Chen Haijun, general manager of Carbon Valley, said the team focused on overcoming a series of technological bottlenecks involving process upgrades and equipment innovation. To solve these challenges, the company coordinated with upstream and downstream partners and organized eight specialized technical seminars.
Team members immersed themselves in laboratory work, repeatedly testing and optimizing spare-part materials, process parameters, and channel structures step by step. With each seminar, multiple production indicators for the 35K carbon fiber improved further.
After more than half a year of intensive work, the team successfully produced 35K carbon fiber in 2017 that fully met standards for hardness, strength, and other mechanical properties.

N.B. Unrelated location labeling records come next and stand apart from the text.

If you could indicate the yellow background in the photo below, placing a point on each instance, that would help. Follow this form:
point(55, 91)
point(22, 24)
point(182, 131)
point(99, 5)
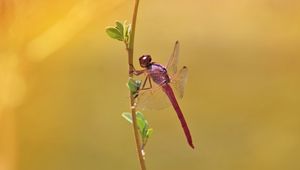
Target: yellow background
point(62, 84)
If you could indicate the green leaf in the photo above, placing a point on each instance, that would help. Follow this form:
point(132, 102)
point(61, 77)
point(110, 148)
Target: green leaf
point(149, 132)
point(114, 33)
point(120, 27)
point(127, 31)
point(127, 116)
point(134, 86)
point(142, 123)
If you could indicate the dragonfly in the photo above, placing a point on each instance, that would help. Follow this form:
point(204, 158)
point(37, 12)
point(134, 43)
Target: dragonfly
point(168, 83)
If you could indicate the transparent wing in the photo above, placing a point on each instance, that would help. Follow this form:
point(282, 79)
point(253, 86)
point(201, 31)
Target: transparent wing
point(179, 81)
point(152, 99)
point(173, 60)
point(156, 99)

Compared with traditional metal materials, carbon fiber offers clear advantages including high strength, low weight, and strong plasticity. But manufacturing carbon fiber is costly and resource-intensive: producing a ton of finished carbon fiber requires roughly two tons of precursor material. Any production error can therefore result in substantial losses.
To compete in the market, large-scale production and cost-effectiveness became essential.
Although the core research and development work had been largely completed, new problems emerged during mass production.
Unlike laboratory experiments, industrial production requires continuous manufacturing of 100,000-meter-long 35K carbon fiber tows, which must then be wound into cylindrical rolls for transportation and sale. The longer the tow became, the greater the risk of problems such as insufficient strength or broken filaments.
To tackle these issues, Shan Xin, deputy director of the spinning workshop, led his team in upgrading production-line equipment.
The team redesigned transmission roller connections from single- to double-sided support, while continuously testing new materials to improve equipment durability and transmission stability. These changes reduced friction-related filament breakage.
At the same time, the team implemented systematic clean-production upgrades. Starting from the polymerization stage at the source of production, the team introduced layer-by-layer cleaning and filtration processes throughout the entire system and production flow to minimize impurities and improve the stability of the 35K carbon fiber.
"When early testing showed the performance didn't meet standards, I was anxious," Yu recalled, having witnessed the development of 35K carbon fiber from scratch. "But nobody gave up. Everyone kept searching for solutions."
Today, pass rates for key indicators such as strength, modulus, and fineness continue to rise steadily. "We are confident enough to stand up to microscopic-level checks," Yu said.
As evening fell, batches of newly packaged 35K carbon fiber precursor left Carbon Valley and were shipped to downstream carbonization and composite-material manufacturers.
After further processing, these lightweight yet highly durable materials became carbon plates used in the main beams of wind turbine blades.
Carbon Valley has now signed long-term supply agreements with multiple major domestic wind turbine manufacturers in partnership with downstream enterprises. Chinese-made 35K carbon fiber is now being applied on a large scale at wind farms across the country.